HLAC is a nonprofit organization that inspects and accredits laundries processing textiles for hospitals, nursing homes and other healthcare facilities. HLAC's statement comes in response to concerns over a recent report published in Infection Control & Hospital Epidemiology (October 2018) that concluded that C diff spores were able to survive laundering processes used by the United Kingdom National Healthcare System (UK NHS). The UK study found that conventional NHS laundering methods for hospital bed sheets left significant C diff spores behind, increasing the risk of contamination. 

"Since the UK study was published, we've received a number of queries from our accredited laundries about the effectiveness of HLAC's standards in reducing the burden of C diff," says HLAC board member and healthcare epidemiologist Carol M. McLay, DrPH, MPH, RN, CIC, FAPIC. "Operators want to know if the UK findings were cause for concern in the US and Canada.

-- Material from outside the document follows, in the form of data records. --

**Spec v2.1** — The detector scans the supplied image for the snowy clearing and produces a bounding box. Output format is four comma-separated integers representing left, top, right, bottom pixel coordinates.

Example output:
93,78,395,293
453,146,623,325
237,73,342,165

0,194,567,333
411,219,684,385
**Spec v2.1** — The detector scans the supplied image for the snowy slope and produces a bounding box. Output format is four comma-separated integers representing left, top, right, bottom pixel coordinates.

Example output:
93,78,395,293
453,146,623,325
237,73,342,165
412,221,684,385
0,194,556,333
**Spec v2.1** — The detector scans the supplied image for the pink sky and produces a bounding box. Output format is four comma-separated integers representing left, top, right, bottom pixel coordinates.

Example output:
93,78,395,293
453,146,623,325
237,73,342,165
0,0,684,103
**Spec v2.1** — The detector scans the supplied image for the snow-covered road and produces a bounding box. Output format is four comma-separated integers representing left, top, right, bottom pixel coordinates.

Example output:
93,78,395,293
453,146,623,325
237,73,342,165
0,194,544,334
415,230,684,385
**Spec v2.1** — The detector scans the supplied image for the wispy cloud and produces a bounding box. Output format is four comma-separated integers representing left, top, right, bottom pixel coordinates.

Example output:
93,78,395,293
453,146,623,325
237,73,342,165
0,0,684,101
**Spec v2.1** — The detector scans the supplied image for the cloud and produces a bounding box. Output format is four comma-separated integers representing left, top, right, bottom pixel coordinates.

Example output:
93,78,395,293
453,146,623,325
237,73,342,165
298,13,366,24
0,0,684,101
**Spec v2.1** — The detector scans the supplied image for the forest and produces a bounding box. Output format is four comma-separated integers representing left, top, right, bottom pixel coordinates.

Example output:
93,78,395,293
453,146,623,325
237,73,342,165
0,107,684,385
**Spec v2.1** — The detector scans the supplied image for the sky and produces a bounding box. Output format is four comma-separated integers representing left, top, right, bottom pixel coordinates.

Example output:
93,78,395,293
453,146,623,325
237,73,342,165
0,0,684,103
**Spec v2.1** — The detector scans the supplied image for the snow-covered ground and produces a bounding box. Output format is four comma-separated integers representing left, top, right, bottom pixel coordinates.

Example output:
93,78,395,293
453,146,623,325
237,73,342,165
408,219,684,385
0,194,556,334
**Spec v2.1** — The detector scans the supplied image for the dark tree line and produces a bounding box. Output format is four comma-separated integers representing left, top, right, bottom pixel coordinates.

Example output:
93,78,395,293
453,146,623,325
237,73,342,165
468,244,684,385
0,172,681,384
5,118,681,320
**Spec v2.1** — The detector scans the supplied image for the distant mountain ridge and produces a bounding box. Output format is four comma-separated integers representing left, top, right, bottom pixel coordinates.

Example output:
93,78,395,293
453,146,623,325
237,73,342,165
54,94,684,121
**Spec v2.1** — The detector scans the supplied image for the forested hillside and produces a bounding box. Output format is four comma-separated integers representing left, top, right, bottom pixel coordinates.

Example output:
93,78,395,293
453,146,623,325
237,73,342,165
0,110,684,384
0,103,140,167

We're reassuring them that following CDC guidelines sufficiently removes C diff spores from textiles."

McLay noted that there are major differences between HLAC processing standards and how the UK process healthcare textiles, including temperature levels, durations of processing time and chemical concentrations.

HLAC's comments echo the review and published document by the Association for Linen Management (ALM) that noted "a close look at this study reveals the UK approach to processing healthcare linen relies primarily on thermal applications."

According to the ALM review, "In the U.S., laundry processors have long relied on the recommendations from the Centers for Disease Control and Prevention (CDC)." ALM said those recommendations state, "The antimicrobial action of the laundering process results from a combination of mechanical, thermal, and chemical factors. Dilution and agitation in water remove substantial quantities of microorganisms. Detergents and surfactants function to suspend soils, reduce water surface tension, and also exhibit some microbiocidal properties." 

For additional information, HLAC is also recommending an earlier article "Healthcare Laundry and Textiles in the United States: Review and Commentary on Contemporary Infection Prevention Issues" (June 2015), in which Lynne M. Sehulster, PhD, M(ASCP), CMIP(AHE) noted that, "Outbreaks of infectious diseases associated with laundered HCTs are extremely rare; only 12 such outbreaks have been reported worldwide in the past 43 years." In her article, Sehulster, a former HLAC board member, said, "Current infection prevention strategies and textile management during patient use appear to be adequate in preventing HAIs, provided that every step is taken to maintain the hygienic quality of HCTs before use."